1. Prologue
Boos loop ik het huis uit.
‘Dit is niet hoe een gerespecteerde jongendame zich hoort te gedragen!’ roept mijn moeder wanhopig.
‘Ik hoef je respect niet.’ Schreeuw ik terwijl ik richting de stallen loop.
‘Jongedame!’ brult mijn vader. Stug loop ik door.
Ik loop de stal binnen en doe snel bij een van de paarden een hoofdstel om. Ik hoor de zware voetstappen van mijn vader aan komen stampen. Dan maar geen zadel. Ik klim met moeite op het paard. Wat zijn die jurken toch onhandig.
Net als mijn vader naar binnen wil lopen, geef ik mijn paard de sporen. Ik galoppeer door de smalle gang en de hulp springt geschrokken opzij.

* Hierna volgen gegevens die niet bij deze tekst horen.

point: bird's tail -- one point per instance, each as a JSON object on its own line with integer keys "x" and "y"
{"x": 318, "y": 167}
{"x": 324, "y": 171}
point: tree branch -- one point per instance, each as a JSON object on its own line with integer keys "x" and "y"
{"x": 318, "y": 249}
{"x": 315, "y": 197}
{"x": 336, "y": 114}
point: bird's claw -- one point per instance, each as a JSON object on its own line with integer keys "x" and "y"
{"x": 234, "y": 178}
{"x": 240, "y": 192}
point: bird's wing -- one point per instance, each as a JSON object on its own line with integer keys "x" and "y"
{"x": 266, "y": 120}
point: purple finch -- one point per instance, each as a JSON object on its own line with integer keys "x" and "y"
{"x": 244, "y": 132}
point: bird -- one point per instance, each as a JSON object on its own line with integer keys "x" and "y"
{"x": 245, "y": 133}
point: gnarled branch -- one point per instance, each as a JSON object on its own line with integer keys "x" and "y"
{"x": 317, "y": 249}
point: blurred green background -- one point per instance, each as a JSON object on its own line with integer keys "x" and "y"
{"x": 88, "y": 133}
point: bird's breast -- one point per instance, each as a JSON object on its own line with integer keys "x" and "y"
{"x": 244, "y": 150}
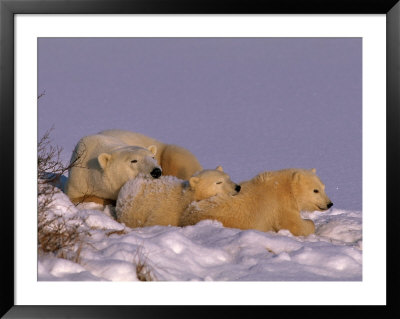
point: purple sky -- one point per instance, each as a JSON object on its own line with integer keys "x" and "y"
{"x": 248, "y": 104}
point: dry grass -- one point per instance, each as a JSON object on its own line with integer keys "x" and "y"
{"x": 55, "y": 234}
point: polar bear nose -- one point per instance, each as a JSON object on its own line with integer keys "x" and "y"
{"x": 156, "y": 173}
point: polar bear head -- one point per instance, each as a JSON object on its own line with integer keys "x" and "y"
{"x": 309, "y": 191}
{"x": 125, "y": 163}
{"x": 208, "y": 183}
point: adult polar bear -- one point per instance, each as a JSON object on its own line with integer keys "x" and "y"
{"x": 101, "y": 164}
{"x": 173, "y": 159}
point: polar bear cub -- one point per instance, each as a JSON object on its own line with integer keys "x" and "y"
{"x": 269, "y": 202}
{"x": 102, "y": 164}
{"x": 144, "y": 202}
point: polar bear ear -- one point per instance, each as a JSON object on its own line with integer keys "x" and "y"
{"x": 296, "y": 176}
{"x": 153, "y": 149}
{"x": 193, "y": 181}
{"x": 104, "y": 159}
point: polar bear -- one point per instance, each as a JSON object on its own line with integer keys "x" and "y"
{"x": 101, "y": 164}
{"x": 269, "y": 202}
{"x": 143, "y": 202}
{"x": 173, "y": 159}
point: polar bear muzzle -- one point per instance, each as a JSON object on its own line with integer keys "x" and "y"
{"x": 156, "y": 173}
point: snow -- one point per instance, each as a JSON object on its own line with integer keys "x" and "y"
{"x": 204, "y": 252}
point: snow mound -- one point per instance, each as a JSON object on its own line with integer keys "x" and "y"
{"x": 206, "y": 251}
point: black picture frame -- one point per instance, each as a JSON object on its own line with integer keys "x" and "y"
{"x": 8, "y": 8}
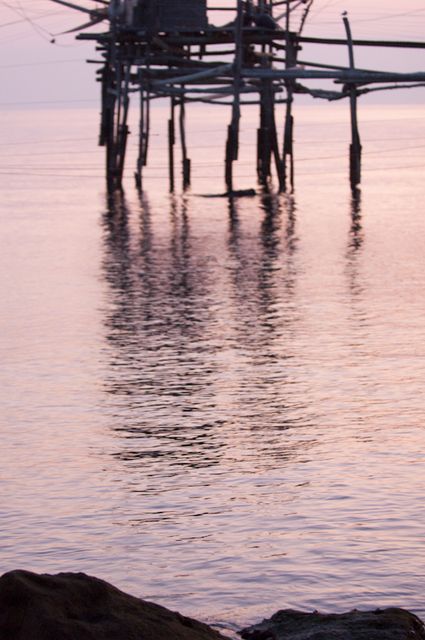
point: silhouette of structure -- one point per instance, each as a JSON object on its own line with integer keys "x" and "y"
{"x": 169, "y": 49}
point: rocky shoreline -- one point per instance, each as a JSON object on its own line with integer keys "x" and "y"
{"x": 74, "y": 606}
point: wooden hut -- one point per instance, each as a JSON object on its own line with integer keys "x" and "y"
{"x": 165, "y": 16}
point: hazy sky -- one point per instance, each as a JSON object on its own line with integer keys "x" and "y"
{"x": 33, "y": 69}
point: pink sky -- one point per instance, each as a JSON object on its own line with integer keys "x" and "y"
{"x": 33, "y": 69}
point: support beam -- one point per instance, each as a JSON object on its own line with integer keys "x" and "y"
{"x": 355, "y": 146}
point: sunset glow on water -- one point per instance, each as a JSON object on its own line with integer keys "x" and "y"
{"x": 216, "y": 405}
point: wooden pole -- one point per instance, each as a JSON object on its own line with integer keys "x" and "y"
{"x": 288, "y": 134}
{"x": 355, "y": 146}
{"x": 171, "y": 143}
{"x": 232, "y": 143}
{"x": 140, "y": 163}
{"x": 185, "y": 160}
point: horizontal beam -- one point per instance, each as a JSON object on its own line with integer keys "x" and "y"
{"x": 398, "y": 44}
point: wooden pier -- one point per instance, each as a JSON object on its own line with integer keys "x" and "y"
{"x": 168, "y": 49}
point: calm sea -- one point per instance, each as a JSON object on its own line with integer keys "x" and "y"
{"x": 219, "y": 406}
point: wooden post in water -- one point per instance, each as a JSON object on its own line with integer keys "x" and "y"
{"x": 171, "y": 143}
{"x": 142, "y": 138}
{"x": 355, "y": 146}
{"x": 288, "y": 133}
{"x": 186, "y": 164}
{"x": 232, "y": 142}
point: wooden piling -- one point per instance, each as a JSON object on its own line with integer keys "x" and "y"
{"x": 186, "y": 163}
{"x": 171, "y": 143}
{"x": 355, "y": 146}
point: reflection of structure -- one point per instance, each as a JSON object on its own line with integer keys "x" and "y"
{"x": 163, "y": 48}
{"x": 198, "y": 345}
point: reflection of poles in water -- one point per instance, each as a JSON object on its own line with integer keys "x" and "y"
{"x": 354, "y": 245}
{"x": 356, "y": 235}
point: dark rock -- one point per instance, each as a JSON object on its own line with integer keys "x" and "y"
{"x": 382, "y": 624}
{"x": 74, "y": 606}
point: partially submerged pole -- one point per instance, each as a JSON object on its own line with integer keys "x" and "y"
{"x": 232, "y": 142}
{"x": 355, "y": 146}
{"x": 288, "y": 133}
{"x": 186, "y": 164}
{"x": 171, "y": 143}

Ik galopeer de stallen uit richting het bos. Na een tijdje minder ik vaart. Ze halen me toch niet meer in. Ik glimlach. Ik ben vrij. Ik weet dat ik ooit weer terug zal moeten, maar dat maakt me nu niet uit.

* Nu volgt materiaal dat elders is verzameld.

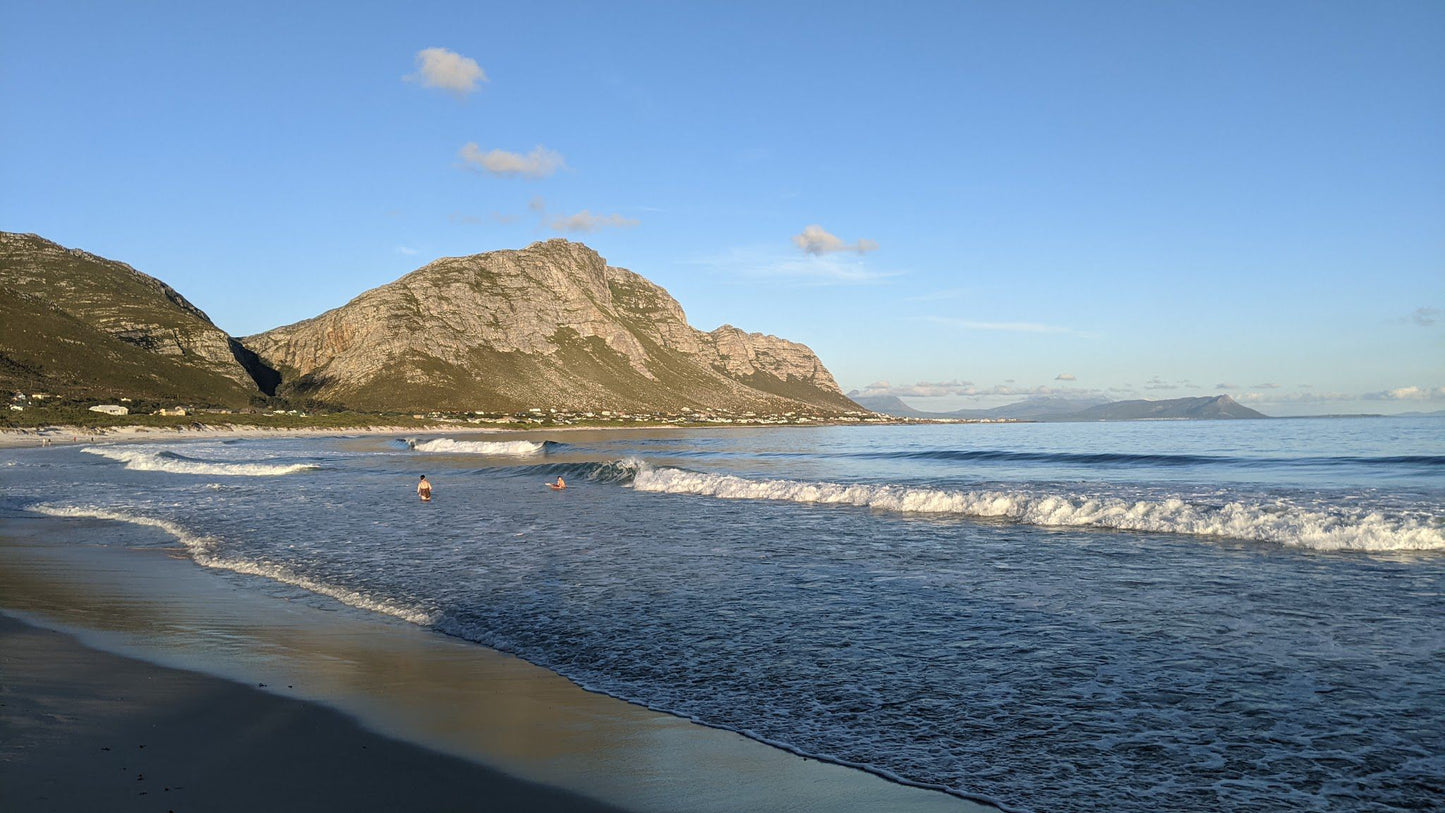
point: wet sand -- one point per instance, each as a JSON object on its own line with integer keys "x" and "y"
{"x": 338, "y": 685}
{"x": 91, "y": 731}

Ik kom uit bij een meertje en laat me van mijn paard afglijden. Het dier hijgt en neemt gulzige slokken water.
Ik plof neer en lig op mijn buik in het warme zand. Ik kom hier wel vaker als ik het even zat ben, maar nog nooit heb ik zo’n ruzie gehad thuis. Ik grinnik. Mijn vaders gezicht liep bijna paars aan toen ik langs hem heen galoppeerde. Ik rol op mijn rug en staar naar de grote witte wolken die af en toe voorbij komen. Hier is de wereld perfect. Problemen zijn er wel weer als ik thuis kom.
Langzaam aan wordt het steeds bewolkter. Dikke wolken schuiven voor de zon. Ik vraag me af of het zal gaan regenen.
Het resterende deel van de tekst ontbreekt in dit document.